The book I shall be reviewing this week is R. Taylor (2013) A Stitch in Time: Heirloom Knitting Skills, Search Press, Tunbridge Wells.
I discovered the book when I was looking for a present for my mum in my LYS, when I picked it up and saw the pram blanket on the cover I suspected it may well be coming home with me. The reason I was drawn to it so quickly was that the design for the pram blanket was almost identical to one that we had as children (although ours was peach – it was the 70s good taste didn’t really come in to it) and like one that Crafty Baby has now. Looking through the book I decided it would make a good present for my mum as it had enough in it to push her out of her comfort zone and get her to try new things but nothing looked too complicated that it might frighten her off. With this in mind I also picked up the wool that she would need to make the slippers also featured on the front cover.
Enough about why I bought it for my mum, why would anyone else be interested in it? Well, its not just a project book it also contains a stitch dictionary and interesting stories about the history of knitting traditions.
There are 12 projects in the book;
– a tote bag
– a hot water bottle cover
– a cowl
– a beret
– a baby blanket
– a cushion cover
– a cabled cardigan
– lacy socks
– a shawl
– a fair isle jumper for a child
– colourwork mittens
Of these I would be tempted to make at least 8 of them, much better odds than I normally find with project books. The photographs of the projects themselves are nicely styled and show off the knitted article rather than the model.
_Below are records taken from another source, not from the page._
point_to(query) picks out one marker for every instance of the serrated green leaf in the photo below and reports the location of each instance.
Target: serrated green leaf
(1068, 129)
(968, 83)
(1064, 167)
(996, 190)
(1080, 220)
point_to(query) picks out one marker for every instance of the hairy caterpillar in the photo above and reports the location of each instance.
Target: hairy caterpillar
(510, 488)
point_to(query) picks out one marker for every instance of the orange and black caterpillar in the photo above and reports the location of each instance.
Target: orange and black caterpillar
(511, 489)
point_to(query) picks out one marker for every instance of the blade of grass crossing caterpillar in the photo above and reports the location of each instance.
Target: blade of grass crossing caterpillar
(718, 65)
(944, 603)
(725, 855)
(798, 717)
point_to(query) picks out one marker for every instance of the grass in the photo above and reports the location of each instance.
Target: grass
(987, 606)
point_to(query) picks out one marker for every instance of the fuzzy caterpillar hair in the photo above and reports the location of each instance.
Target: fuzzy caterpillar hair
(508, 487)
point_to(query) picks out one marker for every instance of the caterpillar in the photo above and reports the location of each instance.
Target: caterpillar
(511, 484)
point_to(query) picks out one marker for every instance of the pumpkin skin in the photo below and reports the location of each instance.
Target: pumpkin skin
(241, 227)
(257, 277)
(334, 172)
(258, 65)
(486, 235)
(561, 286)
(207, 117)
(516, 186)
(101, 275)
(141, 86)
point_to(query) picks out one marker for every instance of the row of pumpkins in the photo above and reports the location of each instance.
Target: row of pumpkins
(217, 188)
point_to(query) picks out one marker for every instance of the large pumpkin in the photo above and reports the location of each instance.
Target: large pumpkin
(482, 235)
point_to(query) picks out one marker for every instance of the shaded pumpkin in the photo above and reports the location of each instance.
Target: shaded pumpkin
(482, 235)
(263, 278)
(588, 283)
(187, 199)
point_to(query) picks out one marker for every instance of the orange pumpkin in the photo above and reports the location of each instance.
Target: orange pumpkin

The stitch dictionary features over 150 stitch patterns and is broken down in to the following categories:
– colourwork (both slip stitch and stranded)
Each stitch pattern is accompanied by a colour photograph of a swatch, most of them are very clear but the royal blue yarn used in the textured stitch section doesn’t who off the patterns in the swatches as clearly as it could do, but that is a relatively minor niggle on my part.
The sections on the history of various knitting traditions are really quite interesting and feature some fabulous black and white photographs. Traditions covered include:
– fisherman’s ganseys
– alpine twisted stitches and Celtic knot work
– bobbles and cables on Aran sweaters
– leaf patterns on Victorian counterpanes and blankets
– lace knitting in Shetland, Iceland and Orenburg (Russia)
– colour work and the differences between Nordic, Fair Isle and colour work in the Americas.
My only other slight minus for the book was that the projects are interspersed throughout the book in the sections relevant to the technique used to create them but there is no quick reference to them, you need to physically search through the book for them as they aren’t even listed on the contents page. Other than that though I really liked the book, not only was it good enough for me it was good enough to buy as a present for my mum!